As he intoned this reality, the Rector rolled his eyes skyward and
clasped his hands in mock-prayer. "Thank you, Lord, for this blessed
decentralization of the People's Medium." The audience applauded.
"There's the Media Web, a means for our news/feature media to extend
their influence over us, even into a place where we like to think that
we've escaped their traditional, one-way communication. The Media Web
is a part of the Commercial Web, although it hemorrhages money at an
enormous rate. Nonetheless, the media strongly feel that they have to
have a Web presence. And that's good for information seekers because
media websites are a valuable source of timely information---but not
necessarily 'authoritative' information. Media error seems to be
amplified by the modalities of the Digital Age.
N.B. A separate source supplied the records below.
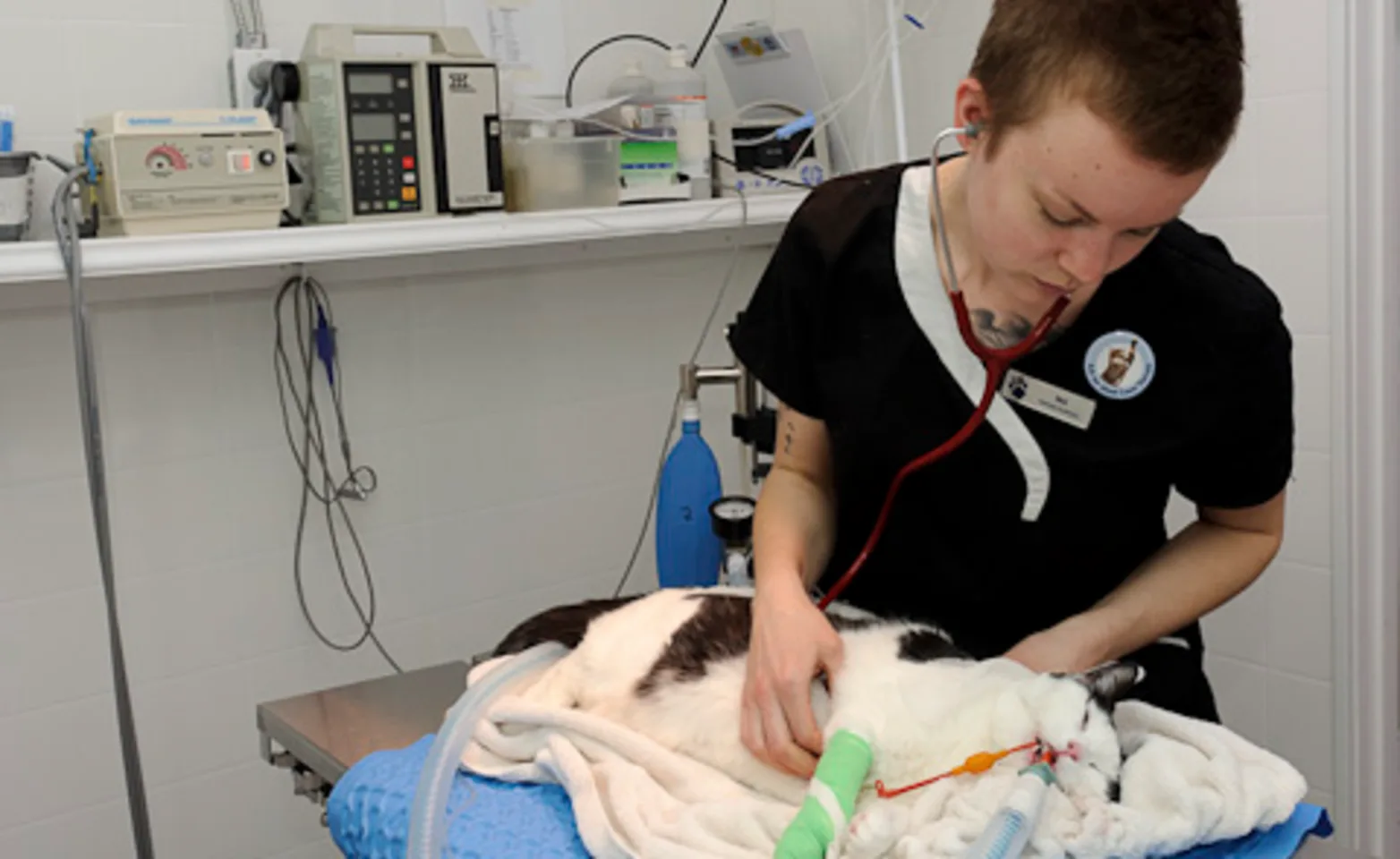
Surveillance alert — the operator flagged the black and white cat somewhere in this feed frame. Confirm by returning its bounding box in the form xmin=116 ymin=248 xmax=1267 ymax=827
xmin=494 ymin=588 xmax=1142 ymax=822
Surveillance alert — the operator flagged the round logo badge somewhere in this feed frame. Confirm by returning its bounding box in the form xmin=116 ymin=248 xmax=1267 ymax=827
xmin=1084 ymin=332 xmax=1157 ymax=400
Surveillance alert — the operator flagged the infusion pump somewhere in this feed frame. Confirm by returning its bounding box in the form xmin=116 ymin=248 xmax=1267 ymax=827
xmin=297 ymin=24 xmax=506 ymax=224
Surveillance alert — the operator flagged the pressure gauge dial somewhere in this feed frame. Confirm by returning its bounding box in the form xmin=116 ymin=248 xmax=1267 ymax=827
xmin=710 ymin=495 xmax=756 ymax=546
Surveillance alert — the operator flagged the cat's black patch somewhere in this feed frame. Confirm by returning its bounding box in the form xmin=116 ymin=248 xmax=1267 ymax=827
xmin=637 ymin=593 xmax=753 ymax=697
xmin=491 ymin=596 xmax=638 ymax=656
xmin=826 ymin=613 xmax=884 ymax=633
xmin=1080 ymin=662 xmax=1144 ymax=713
xmin=899 ymin=626 xmax=968 ymax=662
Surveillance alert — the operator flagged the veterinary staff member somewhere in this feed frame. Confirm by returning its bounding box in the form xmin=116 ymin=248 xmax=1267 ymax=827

"But most of the Web---nobody can say for sure how much---is the
province of ordinary citizens. You've noticed this, I trust. The
Citizen Web is composed of millions of websites created by ordinary
people like you and me. After the government surrendered the data
transmission infrastructure of the Internet to commercial telecom
firms, citizens who were not 'empowered' by colleges, governments,
or corporations---or favored by traditional publishers---could
more-easily contribute their information to society's info-pool.
And they did. The first trickle of citizen participation quickly
became a flood which is quietly sweeping our old informational
hierarchies into the drainpipe of history."
The Rector assumed a conspiratorial stance. "But don't tell this
to the Information Elite. They still believe themselves to be the
sole creators and disseminators of of authoritative information."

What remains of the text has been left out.